Through 2015 the fund bought even more shares in the bank. At the ensuing year-end our decision didn't look much better, after the shares had fallen in a rising market.

At the beginning of 2016 we once again increased our position. At that point, the market's unease came to a climax and the stock price hit a nadir. Speculations of major lossed abounded and many feared that the bank would not be able to fulfil its new capital adequacy requirements.

Never catch a falling knife, the saying goes

And yet we did just that. Why? 

The clue here is the margin of safety. As we topped up on SR-Bank shares, they were priced at just 60 per cent of shareholders' equity and below seven times likely earnings per share. In our estimation the bank could absorb major losses and still appear cheap.

Kontor SR-Bank. Foto: SpareBank 1 SR-Bank
Photo: SpareBank 1 SR-Bank

We had made a thorough job analysing the bank – and we patiently trusted our own analyses even when the market indicated we had got it totally wrong.

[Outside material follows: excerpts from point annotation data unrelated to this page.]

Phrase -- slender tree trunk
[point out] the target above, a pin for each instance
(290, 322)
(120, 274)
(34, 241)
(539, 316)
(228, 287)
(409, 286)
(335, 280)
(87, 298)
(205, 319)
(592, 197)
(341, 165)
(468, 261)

And then things changed. In both 2016 and 2017 SR-Bank was one of the definite stock market stars. At the end of 2017 the share price had almost tripled in less than two years. The solid safety of margin finally trumped shortterm misgivings.

 

The article is an excerpt from our 2017 Annual report.

Historical returns are no guarantee for future returns. Future returns will depend, inter alia, on, market developments, the portfolio manager's skill, the fund's risk profile, as well as fees for subscription, management and redemption. Returns may become negative as a result of negative price developments.